There were a couple other vegan options at Thanksgiving dinner, and I managed to pile my plate to the brim:

Sorry for the blurriness! Clockwise from green salad: mandarin-almond salad, cranberry sauce on whole-wheat bread, beet salad, corn, butternut squash, tofu-kebab contents. Center: Lemon-Dijon Tofu with Potatoes. I was stuffed!

Before leaving my mother’s house for the weekend, I made a batch of my fave broccoli soup. I immediately poured it into Tupperware so the picture isn’t all that fancy. Points to anyone who can spot the IMPENDING DOOM about to occur:

Broccoli Soup

  • 4 cups vegetable soup broth
  • 1 tablespoon oil
  • 1 large onion, chopped
  • 2 dried bay leaves
  • 1 pound fresh or frozen broccoli crowns and stems, chopped into small pieces
  • Salt and pepper to taste

Heat a large pot on medium high. Heat olive oil, add the onion and bay leaves, stirring to coat. Cook until onions begin to soften and turn brown, stirring often.

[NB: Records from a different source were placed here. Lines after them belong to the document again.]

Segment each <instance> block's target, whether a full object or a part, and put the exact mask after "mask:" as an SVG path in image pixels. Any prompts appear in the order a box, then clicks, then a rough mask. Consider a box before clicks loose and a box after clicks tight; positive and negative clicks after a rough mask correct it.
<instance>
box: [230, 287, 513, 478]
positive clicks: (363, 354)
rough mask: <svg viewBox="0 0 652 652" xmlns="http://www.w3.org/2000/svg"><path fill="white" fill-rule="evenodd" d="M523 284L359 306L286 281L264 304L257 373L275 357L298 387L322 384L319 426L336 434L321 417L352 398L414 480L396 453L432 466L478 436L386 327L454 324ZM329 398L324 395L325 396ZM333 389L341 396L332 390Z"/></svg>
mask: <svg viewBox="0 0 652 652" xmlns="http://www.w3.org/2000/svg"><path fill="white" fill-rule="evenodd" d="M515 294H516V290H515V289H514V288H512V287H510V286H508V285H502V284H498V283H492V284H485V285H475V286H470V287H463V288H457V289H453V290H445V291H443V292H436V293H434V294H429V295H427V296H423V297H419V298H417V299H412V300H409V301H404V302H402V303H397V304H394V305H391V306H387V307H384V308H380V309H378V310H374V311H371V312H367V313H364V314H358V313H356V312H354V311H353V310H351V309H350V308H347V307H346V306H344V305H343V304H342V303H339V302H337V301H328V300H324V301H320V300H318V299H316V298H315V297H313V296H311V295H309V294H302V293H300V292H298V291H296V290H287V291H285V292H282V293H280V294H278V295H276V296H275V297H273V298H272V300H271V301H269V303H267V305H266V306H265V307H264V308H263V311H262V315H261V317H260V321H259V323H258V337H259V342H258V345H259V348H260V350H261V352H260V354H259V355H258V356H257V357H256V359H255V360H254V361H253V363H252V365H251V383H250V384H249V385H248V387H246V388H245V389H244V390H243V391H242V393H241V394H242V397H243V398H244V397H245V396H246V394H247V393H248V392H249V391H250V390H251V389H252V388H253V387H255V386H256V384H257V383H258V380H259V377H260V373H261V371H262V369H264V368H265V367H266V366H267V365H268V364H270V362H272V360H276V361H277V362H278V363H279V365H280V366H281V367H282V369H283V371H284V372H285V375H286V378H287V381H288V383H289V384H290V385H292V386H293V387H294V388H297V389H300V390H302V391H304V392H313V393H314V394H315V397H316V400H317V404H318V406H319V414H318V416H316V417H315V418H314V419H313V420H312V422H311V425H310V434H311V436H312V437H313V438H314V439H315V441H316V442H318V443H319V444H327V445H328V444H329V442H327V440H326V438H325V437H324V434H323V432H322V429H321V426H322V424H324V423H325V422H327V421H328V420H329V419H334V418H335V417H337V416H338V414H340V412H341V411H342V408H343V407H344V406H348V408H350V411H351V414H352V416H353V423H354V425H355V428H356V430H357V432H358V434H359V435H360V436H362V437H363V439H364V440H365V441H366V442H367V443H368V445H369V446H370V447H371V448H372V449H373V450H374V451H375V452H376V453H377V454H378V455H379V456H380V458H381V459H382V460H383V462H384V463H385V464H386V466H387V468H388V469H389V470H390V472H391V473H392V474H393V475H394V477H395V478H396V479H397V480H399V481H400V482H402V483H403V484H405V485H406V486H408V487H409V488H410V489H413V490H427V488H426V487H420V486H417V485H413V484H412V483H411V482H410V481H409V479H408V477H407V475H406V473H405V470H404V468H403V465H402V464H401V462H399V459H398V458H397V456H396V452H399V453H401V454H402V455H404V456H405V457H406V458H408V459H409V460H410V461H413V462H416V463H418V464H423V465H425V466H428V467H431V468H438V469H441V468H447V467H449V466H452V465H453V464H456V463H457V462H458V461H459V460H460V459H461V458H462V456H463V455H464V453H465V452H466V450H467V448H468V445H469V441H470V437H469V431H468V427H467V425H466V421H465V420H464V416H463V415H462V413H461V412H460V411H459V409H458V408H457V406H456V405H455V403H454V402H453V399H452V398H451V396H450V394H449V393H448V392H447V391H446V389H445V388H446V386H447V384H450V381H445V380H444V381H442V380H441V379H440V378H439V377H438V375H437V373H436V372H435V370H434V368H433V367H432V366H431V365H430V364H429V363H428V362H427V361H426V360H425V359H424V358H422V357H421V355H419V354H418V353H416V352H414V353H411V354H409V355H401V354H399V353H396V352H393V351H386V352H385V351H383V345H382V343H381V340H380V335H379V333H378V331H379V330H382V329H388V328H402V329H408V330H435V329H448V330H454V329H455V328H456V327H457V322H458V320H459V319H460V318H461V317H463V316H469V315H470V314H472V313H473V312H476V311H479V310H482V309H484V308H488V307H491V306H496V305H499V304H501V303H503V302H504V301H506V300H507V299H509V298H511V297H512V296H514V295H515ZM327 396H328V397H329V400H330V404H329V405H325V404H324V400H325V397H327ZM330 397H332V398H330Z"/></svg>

Add broccoli, stirring to coat with oil and onion flavor. Let cook, turning occasionally for 1 – 2 minutes. Stir in hot broth. Cover and cook for 5 – 10 minutes or until the vegetables are fully cooked. Remove the bay leaves.

Transfer a third of the hot mixture to a blender. Puree until smooth while continuing to cook the rest. Repeat with another third, then the final third. Careful not to burn your hand like this genius.

————–

Finally, I was flipping through the paper on my coffee break at work and landed on the comics page. I read a comic in which an adorable little cow knocks on a a door and says to a man “Sir, did you know that baby calves are taken from their mothers and put in crates too narrow to… mooove?” My Google-Fu is the best! I found the the comic:

Turns out that www.humancalifornia.org is advocating a “YES ON PROP 2” message. Prop 2 appears to be a measure that would mandate farmers to keep their animals in more humane conditions. Many vegans (and non-vegans!), myself included, feel very strongly about this issue, so please take the time to check out that website. And if you live in California, speak with your vote and let politicians know that it’s wrong to cage animals in cramped, unsanitary conditions.

Back to more pleasant commentary… happy belated Thanksgiving, Canadians!